According to the PPI analysis, we found several high degree proteins encoded by differentially expressed genes, such as serine hydroxymethyltransferase 2 (SHMT2) and thyroid hormone receptor interactor 13 (TRIP13). SHMT2, a key regulator in the serine/glycine metabolism pathway, is involved in cancer proliferation [52, 53]. It is revealed that SHMT2 is up-regulated in colon cancer [54]. It is noted that SHMT2 is associated with the occurrence and development of CRC [55]. Moreover, SHMT2 regulation by acetylation plays a crucial role in colorectal carcinogenesis [56]. TRIP13 promotes CRC cell growth, proliferation, invasion, migration and subcutaneous tumor formation [57]. It is found that high expression of TRIP13 is related to poor prognosis in CRC [57]. Additionally, TRIP13 is involved in colorectal adenoma-to-carcinoma progression [58]. In our study, the expression of SHMT2 and TRIP13 was increased in CRC. Significantly, both SHMT2 and TRIP13 had a remarkable diagnostic and prognostic value for CRC.

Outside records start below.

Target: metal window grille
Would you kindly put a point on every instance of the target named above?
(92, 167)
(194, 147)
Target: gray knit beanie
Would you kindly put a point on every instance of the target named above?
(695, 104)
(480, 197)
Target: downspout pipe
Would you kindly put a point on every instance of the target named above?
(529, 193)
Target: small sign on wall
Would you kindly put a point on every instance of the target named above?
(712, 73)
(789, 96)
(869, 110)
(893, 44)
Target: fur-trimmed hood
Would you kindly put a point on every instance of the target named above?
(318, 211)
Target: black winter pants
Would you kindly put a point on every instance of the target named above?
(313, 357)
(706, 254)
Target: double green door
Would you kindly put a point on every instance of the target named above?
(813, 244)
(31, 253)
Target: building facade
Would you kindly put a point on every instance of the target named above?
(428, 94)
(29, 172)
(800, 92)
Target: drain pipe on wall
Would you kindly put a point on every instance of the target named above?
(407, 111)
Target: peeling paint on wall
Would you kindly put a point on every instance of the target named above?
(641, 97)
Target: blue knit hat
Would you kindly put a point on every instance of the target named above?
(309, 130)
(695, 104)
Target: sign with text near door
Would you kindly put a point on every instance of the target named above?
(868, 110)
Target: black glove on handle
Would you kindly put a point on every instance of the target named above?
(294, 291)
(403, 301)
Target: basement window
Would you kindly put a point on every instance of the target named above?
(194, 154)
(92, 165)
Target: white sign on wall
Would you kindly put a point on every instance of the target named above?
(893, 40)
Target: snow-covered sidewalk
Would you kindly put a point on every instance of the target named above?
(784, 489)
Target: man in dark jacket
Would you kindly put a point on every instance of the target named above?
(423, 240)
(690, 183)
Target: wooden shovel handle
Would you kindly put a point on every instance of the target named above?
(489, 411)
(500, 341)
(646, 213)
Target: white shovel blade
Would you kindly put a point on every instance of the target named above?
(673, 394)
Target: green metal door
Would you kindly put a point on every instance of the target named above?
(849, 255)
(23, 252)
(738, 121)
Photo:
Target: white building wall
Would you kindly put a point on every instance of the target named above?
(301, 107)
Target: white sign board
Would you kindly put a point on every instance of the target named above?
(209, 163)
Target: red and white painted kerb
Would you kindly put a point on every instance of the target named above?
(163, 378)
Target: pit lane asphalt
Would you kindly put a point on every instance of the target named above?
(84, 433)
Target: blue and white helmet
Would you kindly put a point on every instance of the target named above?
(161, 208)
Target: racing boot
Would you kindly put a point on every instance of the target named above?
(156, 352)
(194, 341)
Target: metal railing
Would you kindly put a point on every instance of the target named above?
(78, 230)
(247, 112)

In addition, we found some significantly enriched signaling pathways of identified genes, including purine metabolism (involved up-regulated inosine monophosphate dehydrogenase 1, IMPDH1), cell adhesion molecules and PI3K-Akt signaling pathway. Spurr IB et al. found that the targeting of de novo purine metabolism was a viable strategy to block tumor growth in dividing cancer cells [59]. It has been demonstrated that purine metabolism is associated with the tumorigenesis of CRC [60]. The over expression of IMPDH1 has been found in CRC [61]. Some cell adhesion molecules such as selectins and immunoglobulin superfamily proteins play necessary roles in the CRC metastasis [62]. Ngan CY and Zlobec I et al. found that some cell adhesion molecules including E-cadherin and CD44v6 were lost at the invasive front of CRC [63, 64]. The PI3K/Akt signaling pathway plays an important role in CRC and inhibition of the pathway is a potential therapeutic strategy of CRC [65, 66].

Conclusions

In summary, we have obtained numerous differentially expressed and differentially methylated genes in CRC. Among which, GFRA2 and MDFI, were differentially expressed-methylated genes. It is suggested that DNA methylation may affect the expression changes of gene. Interestingly, GFRA2, FOXQ1, CDH3, CLDN1, SCGN, BEST4, CXCL12, CA7, SHMT2, TRIP13, MDFI and IMPDH1 were considered as the potential diagnostic biomarkers for CRC. In addition, BEST4, SHMT2 and TRIP13 could be used for prognostic detection molecule in CRC patients. However, there are limitations to our study. Firstly, the larger numbers of samples are further needed; Secondly, pyrosequencing and the QRT-PCR of gene methylation are further needed to respectively validate the methylation status and investigate the expression changes of methylated genes. Thirdly, the deeper mechanism study of the CRC is also explored.